Friday, June 3, 2016

We Are Not Such Things by Justine van der Leun- Book Review

I received this ebook for free from NetGalley for review. I am not obligated to post a positive review nor has my review been influenced in any way by NetGalley. I am just obligated to alert the reader. Consider yourself alerted.

There is a story in South Africa that is held up by the Truth and Reconciliation Commission-

In the last days of apartheid, a young white woman helping orphans by the name of Amy Biehl is brutally murdered in a crowd of African liberation fighters outside of Cape Town. Her car, filled with her friends, is surrounded, she is pulled out of the car, beaten with rocks, and finally stabbed in the heart. Great crowds witness the event, but no one does anything about it. 

Four men are convicted for her murder.

Her parents travel to South Africa, reach out to two of the murders, Easy and Ntobeko, forgive them, raise them as their own children, and start a foundation for Amy to help combat violence. Amy is held up as a hero throughout all of South Africa post apartheid. 

It is a wonderful story of reconciliation and hope.

In We Are Not Such Things by Justine van der Leun, the question is asked- Did this really happen this way or is it simply a propaganda story? For four years Van der Leun interviewed as many players as she could find to get to the truth of the story about Amy. She not only interviews the main players, but interviews witnesses, and friends of Amy.  She gives an extensive history of South Africa, apartheid, and what it was like in the 90s for Africans and for white people in South Africa. She looks at race relations and a deep history of institutional racism. You will know about South Africa, Amy's story, and apartheid by the time you are done reading this.

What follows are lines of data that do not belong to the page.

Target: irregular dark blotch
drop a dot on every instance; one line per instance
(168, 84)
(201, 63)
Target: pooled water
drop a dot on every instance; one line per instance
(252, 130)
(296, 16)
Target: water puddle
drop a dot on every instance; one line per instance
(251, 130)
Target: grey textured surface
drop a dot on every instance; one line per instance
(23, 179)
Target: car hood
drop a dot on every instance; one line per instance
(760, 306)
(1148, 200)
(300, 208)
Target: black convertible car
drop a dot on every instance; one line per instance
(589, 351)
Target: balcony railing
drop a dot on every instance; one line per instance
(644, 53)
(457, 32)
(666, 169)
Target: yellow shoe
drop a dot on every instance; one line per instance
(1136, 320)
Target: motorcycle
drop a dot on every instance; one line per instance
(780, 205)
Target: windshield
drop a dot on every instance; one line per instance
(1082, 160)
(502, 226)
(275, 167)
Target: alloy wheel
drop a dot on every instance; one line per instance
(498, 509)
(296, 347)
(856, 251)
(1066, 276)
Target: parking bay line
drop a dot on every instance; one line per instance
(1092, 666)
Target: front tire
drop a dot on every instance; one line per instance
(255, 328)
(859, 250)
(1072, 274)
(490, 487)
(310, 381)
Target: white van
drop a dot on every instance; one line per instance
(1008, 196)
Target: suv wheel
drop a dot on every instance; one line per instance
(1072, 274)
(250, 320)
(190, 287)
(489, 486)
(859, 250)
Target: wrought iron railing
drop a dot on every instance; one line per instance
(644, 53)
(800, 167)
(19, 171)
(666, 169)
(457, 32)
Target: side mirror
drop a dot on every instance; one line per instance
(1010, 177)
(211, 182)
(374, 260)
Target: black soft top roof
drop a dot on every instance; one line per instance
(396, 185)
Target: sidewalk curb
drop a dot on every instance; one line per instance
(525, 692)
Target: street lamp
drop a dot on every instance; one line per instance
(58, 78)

I will state that I received a galley proof, so what I read may not be the final proof that the general public reads. I state this because there were times I became a bit frustrated while reading the book. I was frustrated because in the middle of a story, she will go into a history aspect of South Africa or apartheid. For example, she finally gets ahold of Easy to interview him, he starts telling his story, and right in the middle of it, she goes into history for about 2-3 ebook pages, and then comes back to the story. The history was important, but it interrupted the flow of the narrative to the point of distraction. There were quite a number of instances of this happening.

There is also a lot of information. In the print form, according to Amazon, the book is 544 pages. On my ebook version it was 413 pages. This is a long book that is so extensively researched that it might be too researched. This isn't a complaint about the information as it is interesting, but it comes to a point where it may have been a bit too extensive, if that makes sense. I felt it could have been edited down just a bit with the story made just a bit tighter.

Personally, I did not have a great knowledge about this story, but from the book I learned how important this story is to the narrative of South Africa and how poking one's nose into it to ask questions about it, could fire up a group of people. I can imagine the reaction to this book will be similar to when The Spitting Image by Jerry Lembcke looked at the myth of Vietnam Vets being spit on after returning from war. Lembcke finds that no interviewed vets had this happen to them or witnessed it ever happening to their friends. It just became true as the myth grew. Van der Leun asks the difficult questions to get to the truth to a story that has a lot of myth around it.